On le voit, développer le tourisme ne passe pas forcément par la création de toutes pièces d’une image et d’une offre qui rendrait le territoire attractif, en dépensant des millions, ce qui est aussi une artificialisation au même titre que créer des infrastructures dédiées au tourisme type Center Parc.

Ce tourisme d’articulation, celui qui correspond aux critères d’un tourisme doux, respectant les capacités d’accueil d’un territoire – soit à la fois le souhait des habitants et les faibles capacités en lits d’accueil – ne demande pas des moyens très importants, mais plutôt des compétences d’organisation, de gouvernance, d’intelligence collective, de mise en réseau des acteurs, et de mise en lisibilité, autant pour la population que pour les visiteurs, de tout ce qui fait l’offre du territoire.

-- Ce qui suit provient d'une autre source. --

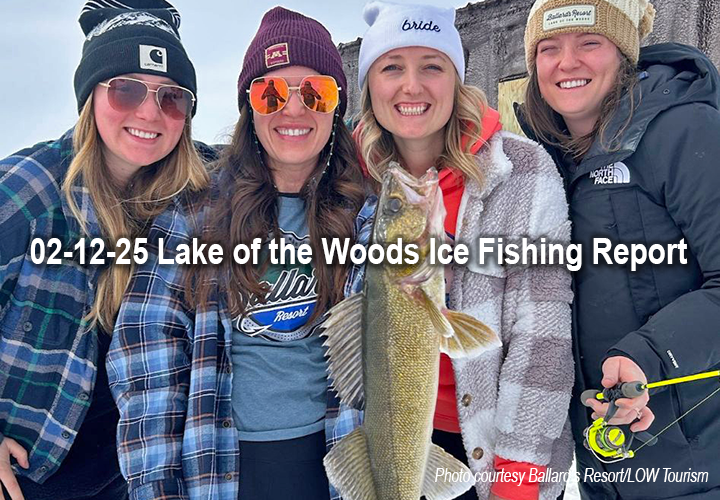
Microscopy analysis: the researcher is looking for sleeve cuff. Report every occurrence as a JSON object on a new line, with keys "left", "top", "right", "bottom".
{"left": 129, "top": 478, "right": 187, "bottom": 500}
{"left": 490, "top": 456, "right": 544, "bottom": 500}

L’OTi en étant aussi au service des habitants,améliore la visibilité du territoire, son attractivité. Et viendront ceux qui sont attirés par ce qu’est vraiment le Trièves. Ce tourisme, que l’on nomme parfois tourisme de partage, correspond à un mouvement de fond de son évolution, qui devrait trouver son acceptabilité sur nos territoires. Il devrait aussi permettre de rendre visible pour chacun les enjeux du tourisme pour le territoire (économique, structuration de la région…) et du potentiel dont nous disposons.

En Trièves, nous devons tirer partie de la complémentarité réelle entre le lac, les stations de montagne et l’ensemble du territoire rural. Cette articulation intelligence peut être partagée par l’ensemble des acteurs, mais le moteur, l’organisateur c’est bien la communauté de communes, qui s’est attribuée la compétence. Elle n’a plus qu’à l’exercer.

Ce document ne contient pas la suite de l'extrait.